The long-term CIA operation to train and oversee Afghan counter-terror forces, reflecting the continuity of the CIA role in Afghanistan since the immediate aftermath of 9/11, produces a similar effect. Its advocates tout the programme's success rate, not least against the Haqqani network. But the Afghan special-force units involved have been accused of killing civilians they are supposed to be protecting, an abuse made even more toxic on the ground by their close CIA links.
It is rare to find competent open-source analysis of the US war in Afghanistan from a military perspective, but Jane’s Defence Weekly provides a welcome exception. Gabriel Dominguez's study on 9 January tracks in detail the US and Afghan security posture, these forces' current operations, and their claimed successes. Using a range of independent reports, all this is balanced with attention to Afghan military and civilian casualties, Taliban influence across a third of the country, and political uncertainties surrounding the forthcoming presidential election.
This election, which was scheduled for 20 April, has been postponed for three months, in reaction to the many problems that arose during October’s parliamentary vote. Much will depend on whether the actual result on, now, 20 July is regarded as fair. If it is, at least some elements of the Taliban will likely be inclined to engage in meaningful talks.
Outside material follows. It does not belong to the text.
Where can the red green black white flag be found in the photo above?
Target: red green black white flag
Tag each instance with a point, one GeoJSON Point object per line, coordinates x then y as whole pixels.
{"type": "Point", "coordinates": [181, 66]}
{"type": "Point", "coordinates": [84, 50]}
If not, the war will continue (see "Taliban from enemy to ally", 2 August 2018)
A new approach
In the wider context of the "war on terror", Trump’s intentions collide unevenly with the local dynamics this two-decade adventure has unleashed. A US withdrawal, full or partial, from Syria, Afghanistan and possibly even Iraq would be welcomed by millions of people in western states and in the majority world (where, it is often forgotten, the US military project has been overwhelmingly condemned). At the same time, sudden Washington-imposed changes will quite possibly result in even more short-term conflict and destruction (see "US decline: a military calculus", 3 January 2019)
Such two-sided consequences reveal a larger problem in the world's security resources: the lack of truly internationalist capability. This is badly needed, and especially from within the United Nations system. A well funded and trained peacekeeping and peacebuilding force, readily available for deployment, would hugely improve chances for peace. In looking to the next decades, and the world after Trump, that is something we have to work for.